Dunes, caillasses, buissons asséchés et plaines sableuses à perte de vue, image poussiéreuse, monde désolé aux vagues reliefs post-apocalyptiques où quelques rares gardiens se dressent vers le ciel brûlant sous la forme de pylônes efflanqués, Tremors synthétise à lui seul toute mon enfance d’errance en vidéo-club. On y trouve un désert qui tartine sa poussière jusque dans vos naseaux, des monstres d’une splendeur mécanique sans égale, vomissant leurs tentacules baladeuses en quête d’un goûter, et un duo de héros à faire ployer d’admiration les meilleurs buddy-movies, et c’est toute ma culture cinématographique, dans tout ce qu’elle a de modeste et de fournie en bestioles et mondes de l’imaginaire qui remercie ce film comme porte étendard d’un genre tout entier, qu’il représente et dépasse sans peine.

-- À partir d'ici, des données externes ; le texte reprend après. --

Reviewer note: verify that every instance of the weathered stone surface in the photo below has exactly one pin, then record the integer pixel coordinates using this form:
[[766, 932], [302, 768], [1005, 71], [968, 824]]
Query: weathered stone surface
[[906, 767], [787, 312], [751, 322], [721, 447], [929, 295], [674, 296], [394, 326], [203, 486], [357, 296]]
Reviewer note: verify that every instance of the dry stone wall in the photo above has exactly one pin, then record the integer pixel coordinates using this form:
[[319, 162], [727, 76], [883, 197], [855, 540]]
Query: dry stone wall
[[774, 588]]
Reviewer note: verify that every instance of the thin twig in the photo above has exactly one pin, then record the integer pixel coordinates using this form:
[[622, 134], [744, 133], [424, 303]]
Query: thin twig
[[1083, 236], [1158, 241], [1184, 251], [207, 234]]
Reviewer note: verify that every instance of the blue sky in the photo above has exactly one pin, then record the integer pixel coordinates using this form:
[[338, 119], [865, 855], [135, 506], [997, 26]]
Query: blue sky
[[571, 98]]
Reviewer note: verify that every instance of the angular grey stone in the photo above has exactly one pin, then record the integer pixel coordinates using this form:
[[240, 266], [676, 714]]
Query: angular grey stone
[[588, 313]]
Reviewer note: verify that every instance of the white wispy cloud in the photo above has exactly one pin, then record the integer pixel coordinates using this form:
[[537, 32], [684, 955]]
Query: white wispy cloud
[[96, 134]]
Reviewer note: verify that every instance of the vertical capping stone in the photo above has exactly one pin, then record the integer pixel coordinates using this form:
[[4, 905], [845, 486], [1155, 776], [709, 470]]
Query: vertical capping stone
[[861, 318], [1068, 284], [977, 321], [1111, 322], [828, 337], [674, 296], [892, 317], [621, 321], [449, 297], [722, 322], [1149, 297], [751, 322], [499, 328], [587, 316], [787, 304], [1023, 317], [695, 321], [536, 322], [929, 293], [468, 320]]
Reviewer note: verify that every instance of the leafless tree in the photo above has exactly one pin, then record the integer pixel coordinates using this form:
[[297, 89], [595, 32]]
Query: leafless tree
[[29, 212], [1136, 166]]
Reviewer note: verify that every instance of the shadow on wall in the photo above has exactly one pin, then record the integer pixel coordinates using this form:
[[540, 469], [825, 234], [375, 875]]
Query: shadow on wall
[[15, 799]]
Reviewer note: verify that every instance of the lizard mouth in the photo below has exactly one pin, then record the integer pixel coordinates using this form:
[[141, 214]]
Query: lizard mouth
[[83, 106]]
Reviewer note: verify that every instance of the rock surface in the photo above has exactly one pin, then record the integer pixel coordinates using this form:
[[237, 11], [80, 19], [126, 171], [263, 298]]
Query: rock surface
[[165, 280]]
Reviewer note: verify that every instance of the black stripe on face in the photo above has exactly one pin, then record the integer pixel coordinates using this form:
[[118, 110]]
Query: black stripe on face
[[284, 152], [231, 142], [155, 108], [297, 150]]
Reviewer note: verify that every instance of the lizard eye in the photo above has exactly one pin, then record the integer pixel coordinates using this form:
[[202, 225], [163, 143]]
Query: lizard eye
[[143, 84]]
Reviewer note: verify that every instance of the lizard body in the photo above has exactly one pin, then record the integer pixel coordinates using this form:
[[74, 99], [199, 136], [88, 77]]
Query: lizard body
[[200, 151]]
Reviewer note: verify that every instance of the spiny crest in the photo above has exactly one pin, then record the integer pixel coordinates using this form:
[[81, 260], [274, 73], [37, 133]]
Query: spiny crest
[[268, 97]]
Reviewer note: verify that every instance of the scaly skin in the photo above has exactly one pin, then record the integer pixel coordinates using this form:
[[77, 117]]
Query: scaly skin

Mon affection pour Tremors ne connaît pas de limites, elle déborde de partout, envahit tout, inonde tout et empêche mon esprit critique, pourtant si mesuré d’ordinaire, d’offrir ici une quelconque parcimonie. Tremors, c’est l’ode à la débrouille, à la générosité, à la naissance d’une créativité passionnée. L’histoire, et bien que nous ne doutions pas une seconde que tout un chacun la connaisse, tant l’affiche seule du film suffit à la résumer, dépeint une bourgade paumée prise d’assaut par une meute de vers géants. C’est d’une beauté simple, d’une évidence presque poétique et, trêve de plaisanterie, une ossature parfaitement adéquate pour poser les jalons d’un monument de terreur animale. Tour à tour drôle, flippant, jouissif, Tremors est l’une des rares comédies horrifiques qui ne s’enlise à aucun moment dans l'auto-parodie salvatrice, assumant de bout en bout son postulat de départ et remuant ciel de plomb et mer de sable pour arriver à modeler ses idées évadées d'un esprit fabuleusement dégénéré.
Parce-que c’est précisément ce qui fait de Tremors un petit chef d’oeuvre en son genre. Cette folie dévouée à ses images, ce boulot d’artisan dans la démonstration d’un amour patenté pour l’ouvrage accompli. C’est un réalisateur qui veut dur comme fer nous raconter son histoire de vers à bec, et qui ne s’occupe d’aucun autre objectif embarrassant. Préhistoriques ? Radioactifs ? La nature d’une telle engeance, lombrics de 10 mètres fonçant sous terre, Moby-Dick des sables emportant voitures et troupeaux sous la surface, le film se passe bien de nous l’exposer. La force est ailleurs, brutale, jouissive, une force évocatrice enracinée dans un sens de la suggestion et de la montée en tension pas loin d’une certaine virtuosité, le tout couplé à cet humour jovial, ces personnages fendus à la serpe, ces décors au doux parfum d’asphalte fondu, ces marionnette fabuleuses, ce rythme limpide et cette grande modestie, simplicité implacable qui propulse le film comme l'aboutissement d'un style. Tremors, divinement avachi sur sa montagne inspirée, sommet de générosité qui n’a, à ce jour, que très rarement trouvé concurrence, est un modèle, le patron du survival avec le sourire, ingénieux et sincère, ne se perdant jamais dans la farce, ferme sur sa lancée à la croisé du huis-clos, du film de monstre, du buddy-movie, genres engloutis, emportés dans l’abîme, savamment digérés et régurgités avec grâce et alchimie devant des yeux rendus voraces.
J’avais déjà écrit un truc sur ce film, et puis je l’ai remplacé. Tremors c’est aussi ce film dont on aimerait parler souvent, qui témoigne d’une réelle affection pour son genre et qui ouvre les portes d’une euphorie parfaitement partagée. C’est un travail finement ciselé, jamais honteux et clairement amoureux du genre qu’il honore et transcende. C’est une histoire de larves géantes, avec des gros becs, ces graboïds ingrats et matérialisés dans une astuce telle qu’ils semblent parfaitement réels, qui avalent tout c'qui passe sous leur mufle osseux, c’est Kevin Bacon et Fred Ward, un des meilleurs duos du monde croyez-moi bien, c’est des tonnes de caoutchouc, des hectares de poudre aride, des dizaines de flingues, des chèvres, du saut à la perche, du pierre-feuille-ciseaux et un océan de générosité dévouée.